Surveiller et… déprimer

Scène tirée du film Fenêtre sur cour (1954) d'Alfred Hitchcock.
Photo: archives Scène tirée du film Fenêtre sur cour (1954) d'Alfred Hitchcock.
«Scéner» chez le voisin, comme dirait l’autre, c’est drôle, mais ça peut finir par devenir déprimant à la longue, particulièrement dans les univers numériques.

Une équipe de scientifiques de l’Université du Missouri, aux États-Unis, vient en effet d’arriver à cette conclusion, au terme d’une étude du comportement en ligne de 700 aficionados du réseau Facebook. Réseau qui divertit lorsqu’on l’utilise pour communiquer avec ses amis et pour partager de l’information, mais qui peut déprimer lorsqu’on s’en sert surtout pour surveiller ses connaissances, parents ou amis et suivre de près, tout en étant distant, ce qui se passe dans la vie des autres.

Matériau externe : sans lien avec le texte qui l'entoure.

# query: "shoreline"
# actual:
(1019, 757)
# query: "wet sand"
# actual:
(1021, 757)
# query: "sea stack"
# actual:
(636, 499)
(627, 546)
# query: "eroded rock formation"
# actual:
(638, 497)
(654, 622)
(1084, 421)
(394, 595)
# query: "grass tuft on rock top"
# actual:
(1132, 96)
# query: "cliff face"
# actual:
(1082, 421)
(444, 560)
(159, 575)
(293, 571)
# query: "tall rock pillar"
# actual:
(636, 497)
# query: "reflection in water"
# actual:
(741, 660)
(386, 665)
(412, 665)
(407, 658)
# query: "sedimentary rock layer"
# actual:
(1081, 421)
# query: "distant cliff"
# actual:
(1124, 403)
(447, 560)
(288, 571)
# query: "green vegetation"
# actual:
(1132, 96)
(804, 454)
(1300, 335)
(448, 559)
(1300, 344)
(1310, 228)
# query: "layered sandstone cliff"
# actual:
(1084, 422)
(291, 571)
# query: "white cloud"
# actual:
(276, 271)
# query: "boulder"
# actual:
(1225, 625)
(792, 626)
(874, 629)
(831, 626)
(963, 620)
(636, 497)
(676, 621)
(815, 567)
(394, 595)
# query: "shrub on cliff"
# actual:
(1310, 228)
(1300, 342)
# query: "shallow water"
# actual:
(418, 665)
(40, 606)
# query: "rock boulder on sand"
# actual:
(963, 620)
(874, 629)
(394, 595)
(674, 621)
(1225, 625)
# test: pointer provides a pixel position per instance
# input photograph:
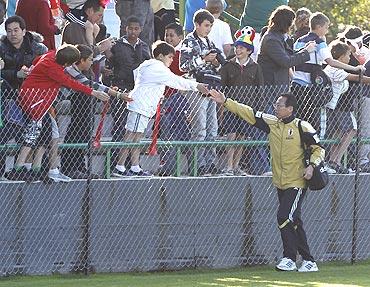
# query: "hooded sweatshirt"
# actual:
(151, 78)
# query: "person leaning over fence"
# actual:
(340, 110)
(241, 77)
(80, 127)
(151, 78)
(200, 59)
(36, 96)
(175, 109)
(305, 85)
(18, 48)
(288, 169)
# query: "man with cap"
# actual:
(242, 76)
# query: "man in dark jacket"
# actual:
(18, 49)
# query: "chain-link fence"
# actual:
(201, 195)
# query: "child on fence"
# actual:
(241, 76)
(37, 94)
(151, 77)
(341, 120)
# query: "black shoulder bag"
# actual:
(320, 177)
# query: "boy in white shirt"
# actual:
(341, 121)
(151, 78)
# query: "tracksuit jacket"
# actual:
(285, 144)
(40, 89)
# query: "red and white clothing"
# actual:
(40, 89)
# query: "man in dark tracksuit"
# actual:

Les grandes lignes de cette enquête viennent d’être publiées dans les pages du Computers in Human Behavior. Elle pourrait expliquer en partie le pourquoi de la morosité ambiante dans des sociétés qui ont succombé à l’appel de la socialisation en format numérique.

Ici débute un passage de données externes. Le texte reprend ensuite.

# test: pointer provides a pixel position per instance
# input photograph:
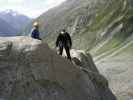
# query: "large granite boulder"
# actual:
(30, 70)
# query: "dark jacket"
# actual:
(64, 40)
(35, 33)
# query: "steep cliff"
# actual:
(30, 70)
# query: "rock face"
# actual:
(30, 70)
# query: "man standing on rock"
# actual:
(35, 31)
(64, 42)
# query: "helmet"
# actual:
(35, 24)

C’est que la surveillance passive des internautes entre eux, résume Margaret Dufy, professeur à l’École de journalisme de l’Université du Missouri et co-auteur de cette étude, viendrait en effet nourrir un sentiment général de convoitise et de jalousie chez ceux et celles qui la pratiquent, dit-elle, jalousie qui, sournoisement, induit de la dépression dans les rangs des adeptes de cette surveillance sociale numérisée.

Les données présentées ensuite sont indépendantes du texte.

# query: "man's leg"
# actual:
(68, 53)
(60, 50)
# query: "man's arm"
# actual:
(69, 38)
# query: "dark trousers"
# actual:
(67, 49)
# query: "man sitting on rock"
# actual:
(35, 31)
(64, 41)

Pis, cette déprime des temps modernes se développerait particulièrement lorsque le regard indiscret du «senteux» 2.0  — un animal bizarrement sociable sans doute bien plus nombreux qu’on le croit — tombe sur des contenus évoquant des relations amoureuses ou amicales heureuses, des photos de vacances ou l’exposition d’achats extravagants, ajoute-t-elle.

«Les abonnés de Facebook qui ont reconnu avoir envié la vie des autres, le mode de vie de leurs amis en ligne, ont exposé également des sentiments relevant de la dépression, indique Mme Dufy. Dans l’ensemble, ce réseau peut être une ressource très positive, sauf s’il est utilisé pour se comparer, pour mesurer ses réalisations à celles des autres. Là, Facebook devient alors un peu plus problématique», ajoute-t-elle en espérant au passage que l’identification de ce lien de cause à effet, par cette étude, incite à l’avenir les internautes à adopter une hygiène de vie numérique visant à mieux contourner ce cercle vicieux de l’espionnage déprimant.

Un espionnage qui ne nourrit d’ailleurs pas que la déprime, mais également l’idée que, même s’il dématérialise sa socialisation, même s’il succombe à l’appel du tout technologique, l’humain, finalement, reste toujours très envieux, compétitif, curieux, écornifleux, sournois, hypocrite… et du coup, encore et toujours, beaucoup très humain.